Labour could struggle to strike a more ambitious post-Brexit deal for closer relations with Brussels because the UK is no longer a priority, EU insiders have warned.

Sir Keir Starmer hit out at the current arrangements as “not good enough” and Rachel Reeves promised to push for “bespoke” deals on specific issues to soften the economic impact of Brexit.

But sources in the European Commission have warned Labour that any changes must fit with the existing legal framework, agreed by Boris Johnson and Rishi Sunak over the past few years.

Brussels is currently in political flux after the European Parliament elections which saw a rise in support for the far right, with no confirmation yet on who will occupy the two most senior EU jobs and the leaders of France and Germany both weakened by the election results.

Speaking at a campaign event in Southampton on Monday, Sir Keir said: “We took a decision to leave the EU, so we are not going to go back in. But we think the deal we’ve got is botched, it’s not good enough and I think many businesses would say ‘we need something that works better for us’.

“Because if you make it more difficult to trade, guess what? It’s not so successful from our point of view. We do think there’s a better deal to be had, obviously that will have to be negotiated.”

His comments came after Ms Reeves, the shadow Chancellor, said she was willing to align regulations with the EU in key areas to boost trade ties, telling the Financial Times: “I don’t think anyone voted Leave because they were not happy that chemicals regulations were the same across Europe.”

She also pointed to mutual recognition of professional qualifications as a move Labour would pursue.

But senior EU sources have warned that there is little appetite in Brussels for rewriting either the withdrawal agreement or the trade and co-operation agreement (TCA) which were signed by Mr Johnson and finessed last year by Mr Sunak under the Windsor framework.

An insider praised Labour’s “ambition” but added: “There isn’t really a team of people following every single announcement within the campaign. Most people in Brussels won’t even have noticed Rachel Reeves’s latest. It’s not at the top of their agendas, currently.”

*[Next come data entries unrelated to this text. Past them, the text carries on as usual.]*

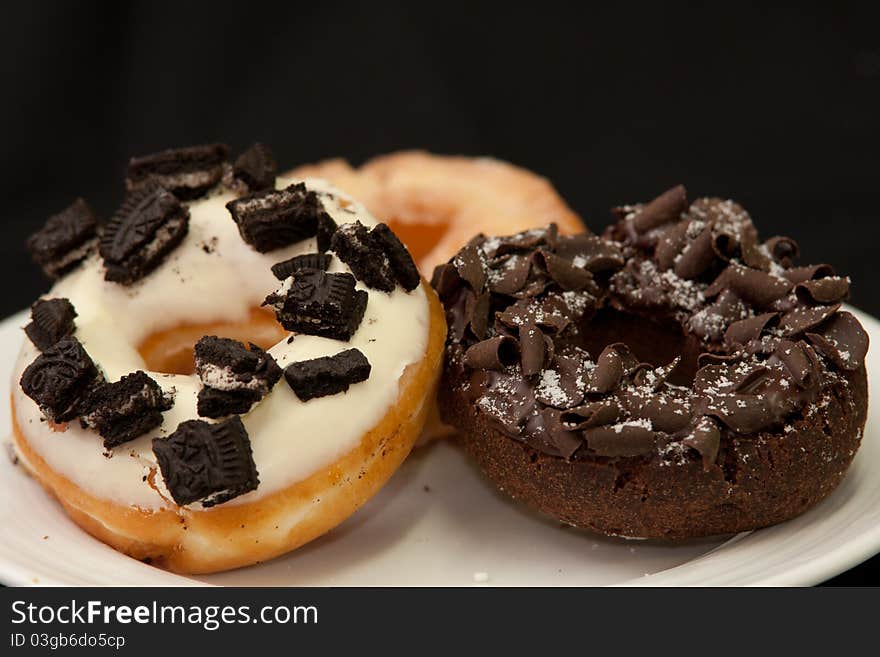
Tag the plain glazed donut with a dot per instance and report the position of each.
(435, 203)
(257, 452)
(675, 378)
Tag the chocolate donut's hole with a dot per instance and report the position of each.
(419, 238)
(171, 351)
(657, 342)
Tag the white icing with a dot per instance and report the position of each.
(291, 439)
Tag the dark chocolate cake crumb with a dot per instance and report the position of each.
(286, 268)
(185, 172)
(357, 247)
(51, 320)
(317, 303)
(211, 463)
(256, 168)
(65, 240)
(327, 375)
(126, 409)
(148, 226)
(60, 379)
(234, 376)
(272, 219)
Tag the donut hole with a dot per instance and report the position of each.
(420, 238)
(657, 342)
(171, 351)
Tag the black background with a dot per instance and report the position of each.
(777, 107)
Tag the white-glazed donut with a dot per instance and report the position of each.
(318, 460)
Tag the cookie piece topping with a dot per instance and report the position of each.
(51, 320)
(234, 376)
(375, 256)
(314, 302)
(329, 375)
(357, 247)
(65, 240)
(256, 168)
(148, 226)
(185, 172)
(211, 463)
(326, 228)
(126, 409)
(401, 261)
(271, 219)
(307, 261)
(60, 379)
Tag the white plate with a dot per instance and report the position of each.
(438, 522)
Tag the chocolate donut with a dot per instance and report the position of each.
(673, 378)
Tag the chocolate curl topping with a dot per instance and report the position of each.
(705, 439)
(552, 314)
(718, 359)
(830, 289)
(670, 244)
(808, 272)
(752, 255)
(511, 275)
(711, 322)
(532, 349)
(525, 241)
(469, 265)
(590, 251)
(753, 381)
(655, 377)
(566, 441)
(746, 330)
(493, 354)
(751, 285)
(741, 413)
(664, 209)
(615, 361)
(843, 341)
(666, 413)
(564, 273)
(803, 319)
(478, 312)
(800, 361)
(446, 280)
(594, 414)
(696, 257)
(783, 249)
(633, 438)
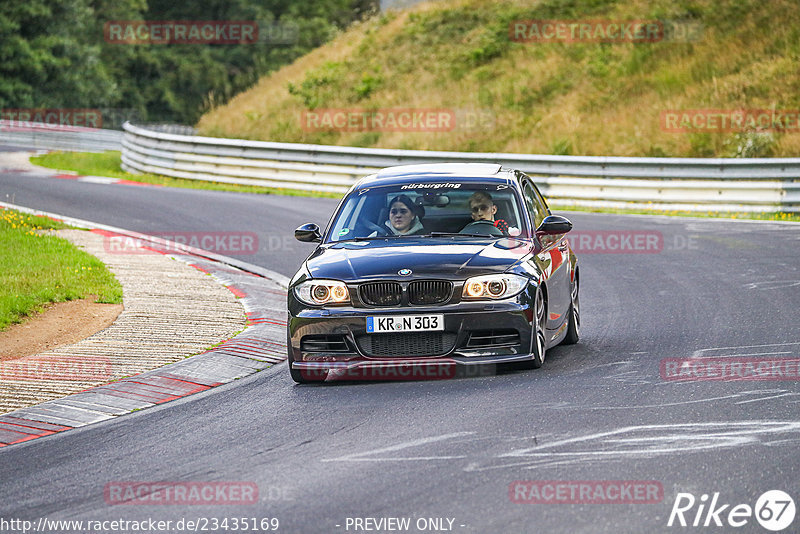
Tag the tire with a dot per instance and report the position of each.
(538, 342)
(302, 376)
(574, 327)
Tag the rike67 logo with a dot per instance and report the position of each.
(774, 510)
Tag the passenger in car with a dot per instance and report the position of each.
(405, 217)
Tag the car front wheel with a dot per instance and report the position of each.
(574, 326)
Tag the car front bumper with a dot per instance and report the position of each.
(468, 327)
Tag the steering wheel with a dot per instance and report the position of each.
(481, 227)
(382, 230)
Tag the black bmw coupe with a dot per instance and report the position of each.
(424, 269)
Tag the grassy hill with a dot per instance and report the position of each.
(552, 98)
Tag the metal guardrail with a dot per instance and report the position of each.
(695, 184)
(54, 137)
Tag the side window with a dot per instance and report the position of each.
(535, 207)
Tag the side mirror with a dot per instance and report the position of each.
(554, 225)
(308, 233)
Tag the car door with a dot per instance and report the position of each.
(553, 260)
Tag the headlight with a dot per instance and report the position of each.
(319, 292)
(493, 286)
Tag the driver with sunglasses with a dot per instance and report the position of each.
(482, 208)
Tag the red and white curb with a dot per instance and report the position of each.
(260, 345)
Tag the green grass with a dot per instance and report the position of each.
(37, 269)
(585, 98)
(108, 164)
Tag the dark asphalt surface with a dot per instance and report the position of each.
(450, 449)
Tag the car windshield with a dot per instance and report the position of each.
(429, 209)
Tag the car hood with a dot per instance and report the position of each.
(452, 258)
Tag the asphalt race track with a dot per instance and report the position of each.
(452, 449)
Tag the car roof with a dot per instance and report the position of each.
(473, 172)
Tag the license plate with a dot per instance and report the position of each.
(405, 323)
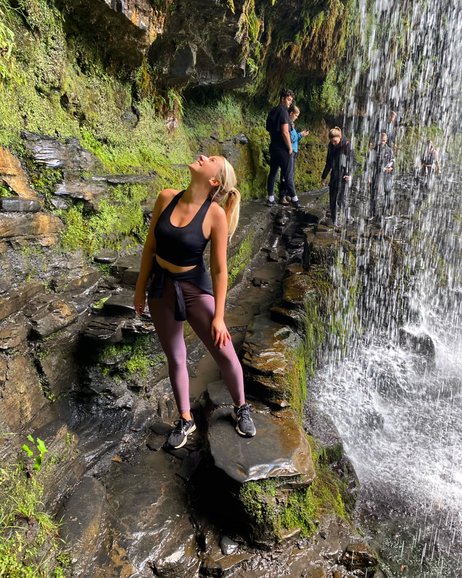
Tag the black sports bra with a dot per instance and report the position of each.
(181, 246)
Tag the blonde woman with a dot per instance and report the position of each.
(339, 163)
(179, 288)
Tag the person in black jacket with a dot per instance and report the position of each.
(278, 124)
(383, 166)
(339, 163)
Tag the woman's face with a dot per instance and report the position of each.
(207, 167)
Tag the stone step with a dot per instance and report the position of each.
(148, 494)
(18, 205)
(280, 448)
(29, 226)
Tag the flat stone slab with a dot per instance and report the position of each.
(149, 511)
(28, 225)
(18, 205)
(279, 449)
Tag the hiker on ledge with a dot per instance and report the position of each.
(339, 163)
(278, 124)
(179, 288)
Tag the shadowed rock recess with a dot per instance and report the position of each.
(80, 371)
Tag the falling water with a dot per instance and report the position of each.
(396, 393)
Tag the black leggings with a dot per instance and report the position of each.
(281, 159)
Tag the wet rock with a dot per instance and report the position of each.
(215, 564)
(296, 289)
(126, 269)
(48, 314)
(107, 256)
(156, 505)
(219, 393)
(68, 155)
(106, 329)
(120, 304)
(82, 521)
(288, 316)
(280, 447)
(76, 280)
(125, 29)
(81, 189)
(28, 225)
(359, 556)
(15, 205)
(269, 359)
(13, 331)
(20, 391)
(17, 297)
(56, 355)
(228, 546)
(420, 343)
(321, 246)
(12, 173)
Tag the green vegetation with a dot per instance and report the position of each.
(274, 511)
(118, 219)
(36, 450)
(29, 542)
(133, 359)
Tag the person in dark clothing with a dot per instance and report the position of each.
(295, 137)
(174, 279)
(383, 166)
(278, 125)
(339, 163)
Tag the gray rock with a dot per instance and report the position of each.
(120, 304)
(53, 153)
(228, 546)
(280, 447)
(82, 521)
(359, 556)
(49, 314)
(219, 394)
(149, 513)
(13, 331)
(16, 205)
(106, 256)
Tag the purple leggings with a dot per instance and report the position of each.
(200, 308)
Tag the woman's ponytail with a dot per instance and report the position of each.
(228, 196)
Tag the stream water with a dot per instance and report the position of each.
(394, 389)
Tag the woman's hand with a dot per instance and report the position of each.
(220, 333)
(139, 300)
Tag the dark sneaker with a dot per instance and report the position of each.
(179, 435)
(244, 426)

The source warned: “The EU is a legal construct that moves within a legal space – which means that we currently have a legal space based on two main agreements, the withdrawal agreement and the TCA, and that that is legal space within which the relationship currently stands.”

The Irish Government, which was boosted during the years after the 2016 Brexit referendum by the support of other EU member states, is understood to be concerned that the issue is less of a priority for its allies now.

A senior Dublin source said: “The important thing for us is keeping the whole of the EU with us. For everyone in Europe apart for Ireland and the UK, Brexit is ancient history now.”

Labour has promised not to take the UK back into the European single market or customs union, or to allow the freedom of movement between Britain and the EU.

The party has not yet set out a firm position on whether it would be willing to consider allowing the European Court of Justice oversight of any post-Brexit arrangements, which some in Brussels say is crucial for building closer ties.